According to attorney Marjorie M. Sharpe
: "It's the most offensive word in the English language". What is? You know, the one that begins with N and ends in R, or maybe it ends in A depending less on the literacy of the user than on its context. If used by one of us crackers, then it ends in R and is a definite no-no. (Can he say Cracker, Mr Wise
?) If however it is used especially by a black American, then it may be construed as a term of affection, in which case it ends in A. At least that used to be the case; last week it was reported that a jury in New York had awarded Brandi Johnson a total of $280,000 damages against STRIVE. If you haven't heard of this organisation, check out its website
. The man in the video currently displayed on its homepage is Robert Carmona, the same man who was ordered to pay the tearful Miss Johnson $25,000. Listen to him talking, does he or does he sound like the type of guy who dispenses tough love as he said in court?
What is amazing about this case apart from the size of the award is, well, are, actually:
1) Miss Johnson claims to have cried for 45 minutes after Mr Carmona's rant.
2) Somehow she had the presence of mind to record it on her phone.

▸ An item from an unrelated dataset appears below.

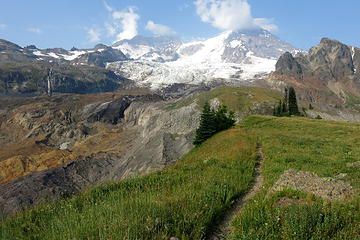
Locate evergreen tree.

3) Miss Johnson is a convicted felon, and no small one, having been ordered to pay $100,000 restitution. Surely such information should have been relevant with regard to the quantum of damages?
As for this being "the most offensive word in the English language", is this really the case? What about mother (fill in the rest) to begin with?
In March 2009, Babar Ahmad was awarded £60,000 damages
against the Metropolitan Police for a serious assault by 4 thugs with warrant cards. Granted there are cultural differences between the US and the UK, but can a rant by a well-meaning motivator really be so much more terrible than a physical going over by those who are charged with protecting the public?